Também é muito importante para conhecer as origens do Romantismo alemão estudar a obra de Antoine Faivre sobre o esoterismo na Alemanha no século XVIII (L´Ésotérisme en France et en Allemagne au XVIII ème siècle)


No Brasil, a coletânea de ensaios sobre o Romantismo elaborada por J. Guinsburg, -- O Romantismo (Perspectiva, São Paulo 1972), assim como as obras de Massaud Moisés são fontes excelentes para se conhecer o fundo religioso do Romantismo.

Examinando-se a questão pelo lado da Gnose, as obras de Simone de Pétrement, de Denis de Rougemont, e de muitos outros especialistas demonstram como o Romantismo é uma manifestação da Gnose antiga. Para um exame mais completo da bibliografia quer, do lado do Romantismo, quer do lado da Gnose, que se nos permita indicar a lista bibliográfica constante de nossa tese de Doutoramento sobre Romantismo, Cabala e Esoterismo, aprovada pela USP, em 1988. Em nossa tese, mostramos como o Romantismo foi formado por três veios; o pietismo nascido das doutrinas cabalistas de Jacob Boehme, o esoterismo e o Idealismo alemão, todos os três veios de caráter gnóstico.

"A renovação dos estudos antigos no Renascimento abrangeu também os estudo hebraicos, integrados no grande patrimônio cultural do ocidente. O hebraisante Reuchlin, professor de Tubingen e mestre de Melanchton, foi cativado pela Cabala, à qual ele consagrou diversas obras, em particular o De Are Cabbalistica (1517). Vai se firmando a idéia de que se pode elaborar uma Cabala cristã cujas interpretações tornam a ligar o Novo testamento ao Antigo, em benefício do Messias anunciado pelos Profetas.

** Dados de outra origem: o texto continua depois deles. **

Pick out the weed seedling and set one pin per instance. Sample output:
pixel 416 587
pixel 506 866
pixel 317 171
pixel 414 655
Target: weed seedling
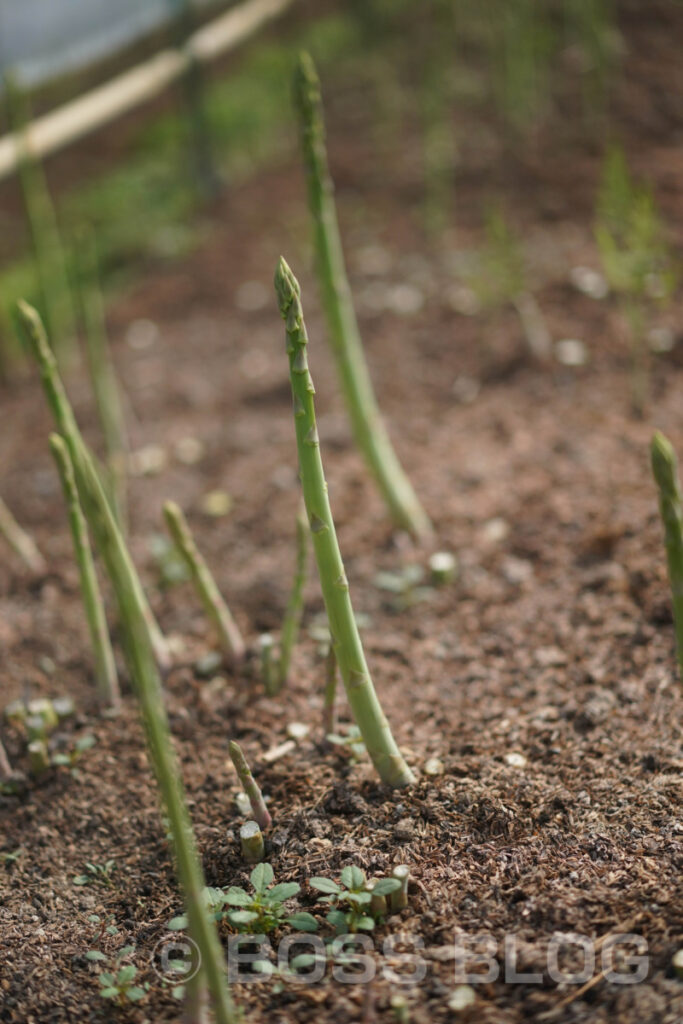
pixel 350 902
pixel 119 982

O iluminismo pietista recolhe esses ensinamentos que fazem parte do patrimônio secreto da confraria dos Rosa Cruz desde o século XVII, Esse saber atravessou os séculos até o momento em que ele se afirma com um vigor renovado no iluminismo romântico (Georges Gusdorf, Du Néant à Dieu dans le Savoir Romantique, Payot, Paris 1983, p.185)

Se a ligação do Romantismo com as doutrinas da Gnose e da Cabala são conhecidas, não conhecíamosnenhuma obra que fizesse um relacionamento explícito entre o Romantismo e a heresia do Modernismo, condenada por São Pio X, na encíclica Pascendi, em 1908. Agora, enquanto redigíamos este trabalho, foi publicada na Europa, uma excelente obra, tratando desse tema. Referimo-nos ao livro do Abbé Dominique Bourmand, Cent Ans de Modernisme – Généalogie du Concile Vatican II, Ed Clovis, Étampes, 2.003.

Finalmente, essa relação é exposta sistematicamente, o que facilita compreender como os católicos forampreparados para aceitar os erros modernistas pela mentalidade romântica, largamente difundida no clero e nos meios paroquiais.


O Romantismo estendeu sua influência a todas as esferas do pensamento, no século XIX, incluindo, evidentemente a Filosofia e a Política. Assim é que o Simbolismo, as doutrinas de Bergson e de Blondel -- sem esquecer a Psicanálise de Freud -- que tanto influíram no Modernismo, estavam empapadas de teses românticas. Neste artigo, queremos mostrar a ligação de alguns autores românticos com a Gnose do Modernismo. Foram estas doutrinas que acabaram triunfando no Concílio Vaticano II dando origem à crise atual da Igreja (Cfr. nosso trabalho Doutrinas Modernistas no Cancílio Vaticano II - Resposta ao Instituto Paulo VI de Brescia, www.montfort.org.br/cadernos/vaticano2b.html). Daí nosso interesse em focalizar este tema.